Hedosophia’s other partners include Philippe Teixeira da Mota, Caspar Wahler and Chris Corbishley.

Over the years, Hedosophia has built up a portfolio of some of Europe’s best-known fintech startups. These include Wise and SaltPay in the UK; Billie, Raisin, N26 and Wefox in Germany; and Alma, Lydia and Qonto in France.

Hedosophia’s London HQ, Yalding House

Little is known about Hedosophia’s LPs, however.

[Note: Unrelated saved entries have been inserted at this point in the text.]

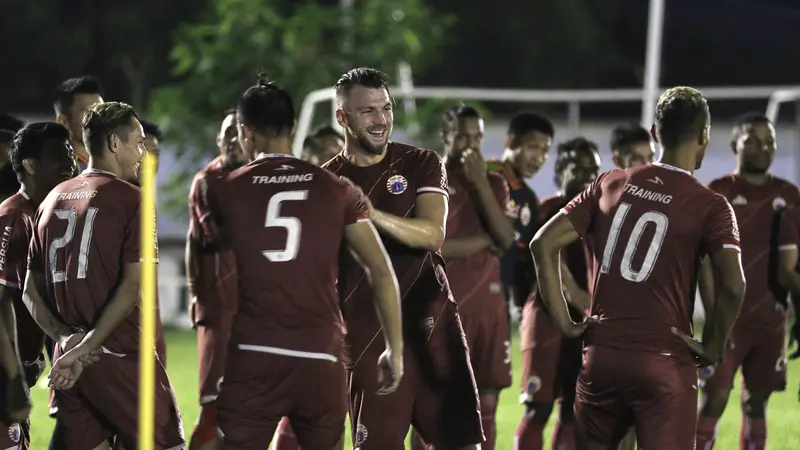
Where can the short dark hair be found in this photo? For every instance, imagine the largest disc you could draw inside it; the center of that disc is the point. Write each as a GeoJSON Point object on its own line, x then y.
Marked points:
{"type": "Point", "coordinates": [362, 76]}
{"type": "Point", "coordinates": [623, 136]}
{"type": "Point", "coordinates": [30, 141]}
{"type": "Point", "coordinates": [745, 120]}
{"type": "Point", "coordinates": [267, 108]}
{"type": "Point", "coordinates": [526, 122]}
{"type": "Point", "coordinates": [64, 95]}
{"type": "Point", "coordinates": [451, 116]}
{"type": "Point", "coordinates": [327, 130]}
{"type": "Point", "coordinates": [151, 128]}
{"type": "Point", "coordinates": [681, 114]}
{"type": "Point", "coordinates": [11, 123]}
{"type": "Point", "coordinates": [104, 119]}
{"type": "Point", "coordinates": [567, 151]}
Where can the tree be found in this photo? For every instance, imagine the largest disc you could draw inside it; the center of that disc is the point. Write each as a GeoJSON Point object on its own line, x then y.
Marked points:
{"type": "Point", "coordinates": [298, 44]}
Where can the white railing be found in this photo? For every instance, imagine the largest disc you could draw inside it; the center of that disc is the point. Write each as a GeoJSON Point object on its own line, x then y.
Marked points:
{"type": "Point", "coordinates": [573, 98]}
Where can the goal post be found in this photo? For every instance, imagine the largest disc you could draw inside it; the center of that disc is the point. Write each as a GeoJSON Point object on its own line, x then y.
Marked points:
{"type": "Point", "coordinates": [573, 99]}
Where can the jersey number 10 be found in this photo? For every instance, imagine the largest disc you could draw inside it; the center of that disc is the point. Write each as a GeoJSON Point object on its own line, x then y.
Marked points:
{"type": "Point", "coordinates": [291, 224]}
{"type": "Point", "coordinates": [660, 222]}
{"type": "Point", "coordinates": [71, 216]}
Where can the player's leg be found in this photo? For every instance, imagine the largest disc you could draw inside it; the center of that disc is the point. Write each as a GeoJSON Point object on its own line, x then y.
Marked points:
{"type": "Point", "coordinates": [716, 384]}
{"type": "Point", "coordinates": [764, 372]}
{"type": "Point", "coordinates": [662, 392]}
{"type": "Point", "coordinates": [602, 415]}
{"type": "Point", "coordinates": [319, 409]}
{"type": "Point", "coordinates": [446, 408]}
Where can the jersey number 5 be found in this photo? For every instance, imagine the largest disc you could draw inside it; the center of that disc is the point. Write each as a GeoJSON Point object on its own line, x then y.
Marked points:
{"type": "Point", "coordinates": [71, 216]}
{"type": "Point", "coordinates": [291, 224]}
{"type": "Point", "coordinates": [626, 270]}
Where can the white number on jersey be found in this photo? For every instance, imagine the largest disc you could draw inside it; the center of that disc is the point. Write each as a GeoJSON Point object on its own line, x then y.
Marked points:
{"type": "Point", "coordinates": [291, 224]}
{"type": "Point", "coordinates": [660, 222]}
{"type": "Point", "coordinates": [71, 216]}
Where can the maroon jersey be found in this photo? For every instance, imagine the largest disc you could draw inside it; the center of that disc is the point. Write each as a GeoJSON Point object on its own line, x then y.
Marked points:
{"type": "Point", "coordinates": [650, 227]}
{"type": "Point", "coordinates": [216, 283]}
{"type": "Point", "coordinates": [286, 219]}
{"type": "Point", "coordinates": [87, 229]}
{"type": "Point", "coordinates": [393, 185]}
{"type": "Point", "coordinates": [758, 209]}
{"type": "Point", "coordinates": [475, 280]}
{"type": "Point", "coordinates": [16, 221]}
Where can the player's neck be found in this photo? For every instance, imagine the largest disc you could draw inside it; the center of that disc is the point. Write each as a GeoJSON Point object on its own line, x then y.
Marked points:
{"type": "Point", "coordinates": [359, 157]}
{"type": "Point", "coordinates": [752, 178]}
{"type": "Point", "coordinates": [679, 159]}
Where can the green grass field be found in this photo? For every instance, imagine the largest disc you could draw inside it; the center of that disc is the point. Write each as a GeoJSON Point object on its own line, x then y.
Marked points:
{"type": "Point", "coordinates": [784, 414]}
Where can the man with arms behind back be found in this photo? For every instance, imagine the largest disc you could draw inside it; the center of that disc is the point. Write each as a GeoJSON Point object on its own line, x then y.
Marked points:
{"type": "Point", "coordinates": [649, 227]}
{"type": "Point", "coordinates": [758, 339]}
{"type": "Point", "coordinates": [42, 158]}
{"type": "Point", "coordinates": [405, 189]}
{"type": "Point", "coordinates": [85, 258]}
{"type": "Point", "coordinates": [287, 336]}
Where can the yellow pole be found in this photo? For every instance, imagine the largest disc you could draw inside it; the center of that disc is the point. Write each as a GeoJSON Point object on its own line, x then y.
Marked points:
{"type": "Point", "coordinates": [147, 365]}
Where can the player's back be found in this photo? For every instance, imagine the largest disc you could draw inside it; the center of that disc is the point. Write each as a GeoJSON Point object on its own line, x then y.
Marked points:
{"type": "Point", "coordinates": [650, 227]}
{"type": "Point", "coordinates": [86, 230]}
{"type": "Point", "coordinates": [286, 221]}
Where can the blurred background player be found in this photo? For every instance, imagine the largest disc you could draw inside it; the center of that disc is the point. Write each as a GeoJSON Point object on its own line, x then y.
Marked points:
{"type": "Point", "coordinates": [42, 158]}
{"type": "Point", "coordinates": [322, 145]}
{"type": "Point", "coordinates": [478, 231]}
{"type": "Point", "coordinates": [551, 364]}
{"type": "Point", "coordinates": [91, 227]}
{"type": "Point", "coordinates": [9, 125]}
{"type": "Point", "coordinates": [405, 189]}
{"type": "Point", "coordinates": [212, 283]}
{"type": "Point", "coordinates": [528, 142]}
{"type": "Point", "coordinates": [630, 146]}
{"type": "Point", "coordinates": [757, 343]}
{"type": "Point", "coordinates": [71, 99]}
{"type": "Point", "coordinates": [652, 225]}
{"type": "Point", "coordinates": [288, 328]}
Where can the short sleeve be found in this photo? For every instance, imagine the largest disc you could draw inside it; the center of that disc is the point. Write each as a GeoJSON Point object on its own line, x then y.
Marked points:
{"type": "Point", "coordinates": [431, 174]}
{"type": "Point", "coordinates": [581, 210]}
{"type": "Point", "coordinates": [355, 209]}
{"type": "Point", "coordinates": [132, 246]}
{"type": "Point", "coordinates": [788, 234]}
{"type": "Point", "coordinates": [15, 247]}
{"type": "Point", "coordinates": [720, 229]}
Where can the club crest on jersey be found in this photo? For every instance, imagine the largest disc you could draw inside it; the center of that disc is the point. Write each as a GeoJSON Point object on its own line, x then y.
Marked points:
{"type": "Point", "coordinates": [15, 432]}
{"type": "Point", "coordinates": [361, 434]}
{"type": "Point", "coordinates": [525, 215]}
{"type": "Point", "coordinates": [396, 184]}
{"type": "Point", "coordinates": [534, 384]}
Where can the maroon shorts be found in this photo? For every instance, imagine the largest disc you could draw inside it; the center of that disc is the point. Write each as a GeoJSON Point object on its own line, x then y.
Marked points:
{"type": "Point", "coordinates": [15, 436]}
{"type": "Point", "coordinates": [104, 404]}
{"type": "Point", "coordinates": [489, 347]}
{"type": "Point", "coordinates": [212, 350]}
{"type": "Point", "coordinates": [550, 364]}
{"type": "Point", "coordinates": [261, 388]}
{"type": "Point", "coordinates": [762, 356]}
{"type": "Point", "coordinates": [654, 392]}
{"type": "Point", "coordinates": [437, 395]}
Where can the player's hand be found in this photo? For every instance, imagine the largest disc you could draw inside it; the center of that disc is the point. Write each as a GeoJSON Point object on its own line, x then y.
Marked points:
{"type": "Point", "coordinates": [474, 166]}
{"type": "Point", "coordinates": [702, 356]}
{"type": "Point", "coordinates": [364, 197]}
{"type": "Point", "coordinates": [18, 400]}
{"type": "Point", "coordinates": [390, 371]}
{"type": "Point", "coordinates": [575, 330]}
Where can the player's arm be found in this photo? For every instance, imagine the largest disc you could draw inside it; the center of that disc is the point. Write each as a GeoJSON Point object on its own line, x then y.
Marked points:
{"type": "Point", "coordinates": [35, 285]}
{"type": "Point", "coordinates": [425, 230]}
{"type": "Point", "coordinates": [556, 234]}
{"type": "Point", "coordinates": [364, 243]}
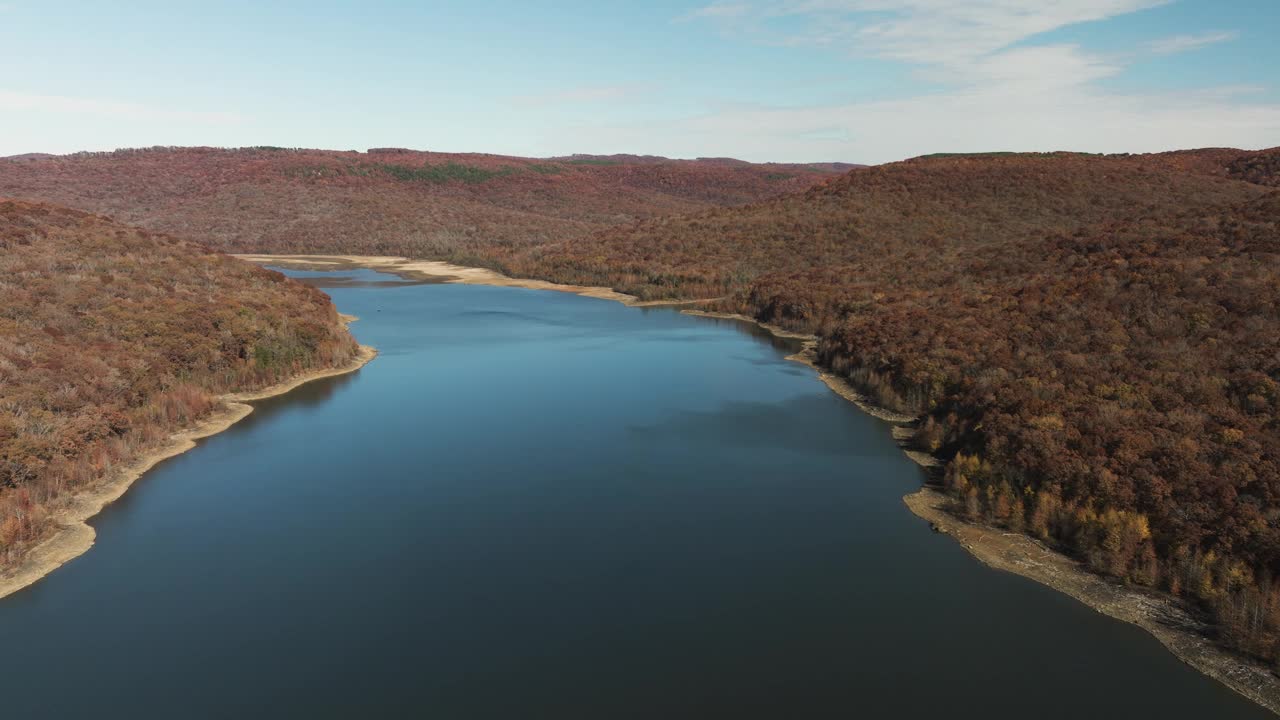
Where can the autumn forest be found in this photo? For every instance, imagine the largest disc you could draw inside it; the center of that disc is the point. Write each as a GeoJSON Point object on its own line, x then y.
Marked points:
{"type": "Point", "coordinates": [1092, 342]}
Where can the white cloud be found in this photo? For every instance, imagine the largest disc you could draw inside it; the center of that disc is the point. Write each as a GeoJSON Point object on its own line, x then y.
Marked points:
{"type": "Point", "coordinates": [918, 31]}
{"type": "Point", "coordinates": [1001, 90]}
{"type": "Point", "coordinates": [1018, 115]}
{"type": "Point", "coordinates": [1184, 42]}
{"type": "Point", "coordinates": [21, 101]}
{"type": "Point", "coordinates": [580, 95]}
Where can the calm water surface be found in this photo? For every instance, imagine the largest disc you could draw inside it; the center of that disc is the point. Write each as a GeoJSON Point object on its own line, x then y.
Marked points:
{"type": "Point", "coordinates": [539, 505]}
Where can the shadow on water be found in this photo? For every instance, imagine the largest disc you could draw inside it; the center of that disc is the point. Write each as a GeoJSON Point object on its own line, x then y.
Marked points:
{"type": "Point", "coordinates": [787, 345]}
{"type": "Point", "coordinates": [355, 278]}
{"type": "Point", "coordinates": [755, 424]}
{"type": "Point", "coordinates": [311, 395]}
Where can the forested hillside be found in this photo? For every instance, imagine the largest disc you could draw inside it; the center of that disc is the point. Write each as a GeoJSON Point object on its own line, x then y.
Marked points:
{"type": "Point", "coordinates": [113, 337]}
{"type": "Point", "coordinates": [1093, 341]}
{"type": "Point", "coordinates": [388, 200]}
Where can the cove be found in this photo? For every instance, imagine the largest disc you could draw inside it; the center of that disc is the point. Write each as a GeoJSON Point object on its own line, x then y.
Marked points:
{"type": "Point", "coordinates": [540, 505]}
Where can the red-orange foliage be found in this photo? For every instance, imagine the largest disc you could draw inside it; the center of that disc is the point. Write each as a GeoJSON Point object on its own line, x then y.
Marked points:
{"type": "Point", "coordinates": [387, 201]}
{"type": "Point", "coordinates": [1095, 342]}
{"type": "Point", "coordinates": [113, 337]}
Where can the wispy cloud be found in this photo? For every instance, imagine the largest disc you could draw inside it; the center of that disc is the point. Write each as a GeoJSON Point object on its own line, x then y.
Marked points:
{"type": "Point", "coordinates": [24, 101]}
{"type": "Point", "coordinates": [581, 95]}
{"type": "Point", "coordinates": [718, 10]}
{"type": "Point", "coordinates": [1184, 42]}
{"type": "Point", "coordinates": [915, 31]}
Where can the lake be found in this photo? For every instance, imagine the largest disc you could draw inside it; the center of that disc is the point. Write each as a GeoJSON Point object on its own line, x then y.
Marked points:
{"type": "Point", "coordinates": [540, 505]}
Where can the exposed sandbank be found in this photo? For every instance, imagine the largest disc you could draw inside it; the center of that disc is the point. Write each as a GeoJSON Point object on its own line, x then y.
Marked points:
{"type": "Point", "coordinates": [73, 536]}
{"type": "Point", "coordinates": [1161, 615]}
{"type": "Point", "coordinates": [448, 273]}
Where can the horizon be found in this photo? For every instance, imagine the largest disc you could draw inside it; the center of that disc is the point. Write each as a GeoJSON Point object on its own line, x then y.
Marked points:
{"type": "Point", "coordinates": [781, 81]}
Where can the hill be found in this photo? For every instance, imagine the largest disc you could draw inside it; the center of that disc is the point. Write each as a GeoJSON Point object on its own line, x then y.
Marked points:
{"type": "Point", "coordinates": [113, 337]}
{"type": "Point", "coordinates": [1093, 342]}
{"type": "Point", "coordinates": [387, 200]}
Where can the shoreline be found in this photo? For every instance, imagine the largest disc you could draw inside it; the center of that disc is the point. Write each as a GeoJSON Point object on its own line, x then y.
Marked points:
{"type": "Point", "coordinates": [1178, 629]}
{"type": "Point", "coordinates": [73, 536]}
{"type": "Point", "coordinates": [449, 273]}
{"type": "Point", "coordinates": [1156, 613]}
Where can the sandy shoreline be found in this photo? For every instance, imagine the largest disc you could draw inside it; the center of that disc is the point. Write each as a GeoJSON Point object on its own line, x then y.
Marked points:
{"type": "Point", "coordinates": [1156, 613]}
{"type": "Point", "coordinates": [449, 273]}
{"type": "Point", "coordinates": [74, 536]}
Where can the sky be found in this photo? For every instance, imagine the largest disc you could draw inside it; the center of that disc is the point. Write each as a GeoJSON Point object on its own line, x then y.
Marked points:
{"type": "Point", "coordinates": [858, 81]}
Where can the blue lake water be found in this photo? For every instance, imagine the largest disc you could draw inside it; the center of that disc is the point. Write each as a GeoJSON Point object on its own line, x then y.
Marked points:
{"type": "Point", "coordinates": [540, 505]}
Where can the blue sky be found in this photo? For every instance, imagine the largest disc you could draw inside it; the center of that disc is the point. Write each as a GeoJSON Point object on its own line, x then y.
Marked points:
{"type": "Point", "coordinates": [865, 81]}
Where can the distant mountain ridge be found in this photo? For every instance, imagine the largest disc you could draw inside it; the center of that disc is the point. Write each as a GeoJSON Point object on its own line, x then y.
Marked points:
{"type": "Point", "coordinates": [387, 200]}
{"type": "Point", "coordinates": [1092, 342]}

Public filings in the US show that Hedosophia now manages over $1bn in equity investments, but its investors are unnamed. VC investors usually get their money from pension funds and family offices, but sources close to Osborne believe he also drew on his vast network of politicians and billionaires to build the fund.

The FT recently reported that its institutional investors now include universities and insurance companies from the US, Japan, Canada and Sweden.

Outside Hedosophia, Osborne is also privately an angel investor. He has backed the likes of Babylon, Thread and Dice alongside DeepMind founders Demis Hassabis and Mustafa Suleyman.

His firm — and its unknown LPs — now clearly also want a piece of the angel pie.